4. **Asset application and profile story** (#23 and #26). Lifeloop has a
clear, documented boundary on filesystem writes for lifecycle integration
assets, and a stricter boundary that user-owned instruction source files
are read/suggest-only. The profile abstraction supports at least one
non-CCD host-asset profile rendering plausibly without editing CCD
constants. CCD command strings live behind a named compat profile, not
in the renderer's defaults.
5. **Docs parity** (#24). README, lifecycle contract spec, the RLM
development-contract note, and the tombstones agree with the code. The
kernel-purity gate is wired and CI-enforced. No stale issue-number
TODOs reference already-landed work.
6. **CCD cutover readiness** (#28 plus dusk-network/ccd#723 on the CCD
side). Lifeloop owns enough lifecycle reach that CCD can slim down to a
callback consumer. The replacement contract is documented and the Fixity
pilot confirms a non-CCD client works against real Lifeloop surfaces, not
only fixtures.
v1 freezes when all six gates are green. Subsequent work is governed by the
schema-bump discipline (`docs/playbooks/schema-bump.md`).

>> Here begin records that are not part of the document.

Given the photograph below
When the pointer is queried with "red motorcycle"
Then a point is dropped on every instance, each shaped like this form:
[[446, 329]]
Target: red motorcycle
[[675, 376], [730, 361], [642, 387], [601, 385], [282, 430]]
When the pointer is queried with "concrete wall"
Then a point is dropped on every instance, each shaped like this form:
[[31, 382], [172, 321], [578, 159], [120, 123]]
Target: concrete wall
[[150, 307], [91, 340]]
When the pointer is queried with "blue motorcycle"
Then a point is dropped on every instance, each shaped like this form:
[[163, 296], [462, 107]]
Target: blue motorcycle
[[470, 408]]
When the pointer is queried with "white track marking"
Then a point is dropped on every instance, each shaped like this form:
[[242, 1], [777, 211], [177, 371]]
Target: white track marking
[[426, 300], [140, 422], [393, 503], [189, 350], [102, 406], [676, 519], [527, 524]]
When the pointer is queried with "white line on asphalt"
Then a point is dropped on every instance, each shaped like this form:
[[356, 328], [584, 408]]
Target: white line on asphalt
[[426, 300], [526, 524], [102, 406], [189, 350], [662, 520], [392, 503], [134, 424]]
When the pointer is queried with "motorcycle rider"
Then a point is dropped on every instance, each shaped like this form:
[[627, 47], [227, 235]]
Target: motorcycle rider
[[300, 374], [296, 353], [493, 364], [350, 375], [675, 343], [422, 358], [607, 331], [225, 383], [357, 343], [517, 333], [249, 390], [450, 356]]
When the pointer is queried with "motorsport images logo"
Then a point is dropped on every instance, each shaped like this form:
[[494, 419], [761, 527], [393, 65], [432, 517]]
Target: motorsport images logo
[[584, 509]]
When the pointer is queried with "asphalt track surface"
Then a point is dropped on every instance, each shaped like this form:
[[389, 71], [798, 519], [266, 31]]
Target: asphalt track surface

## Dependency map (execution graph)
The issue bodies record a partial order. The DAG below collects it; the
recommended execution order matches issue #27.
```text
#27 (this doc)
|
+-----------------+-----------------+
| | |
#21 -----+ #24 (docs/ #23 (asset
(opacity) | purity gate) boundary)
| | | |
v v v v
#22 (payload delivery) <-- (parallel) -->
|
+------+------+
| |
v v
#25 #26 (profiles)
(live evidence) |
| v
| #28 (non-CCD pilot)
| |
+------+------+
v
dusk-network/ccd#723 (CCD slimdown)
```
Recommended execution order (from issue #27):
1. #21 payload opacity and #27 release gates in parallel.
2. #22 payload delivery after #21.
3. #24 docs/purity gate early, in parallel with #22 and #23.
4. #23 host-asset apply boundary and source-file ownership boundary after
the #27 framing lands.
5. #26 client integration profiles after the #23 boundary is clear.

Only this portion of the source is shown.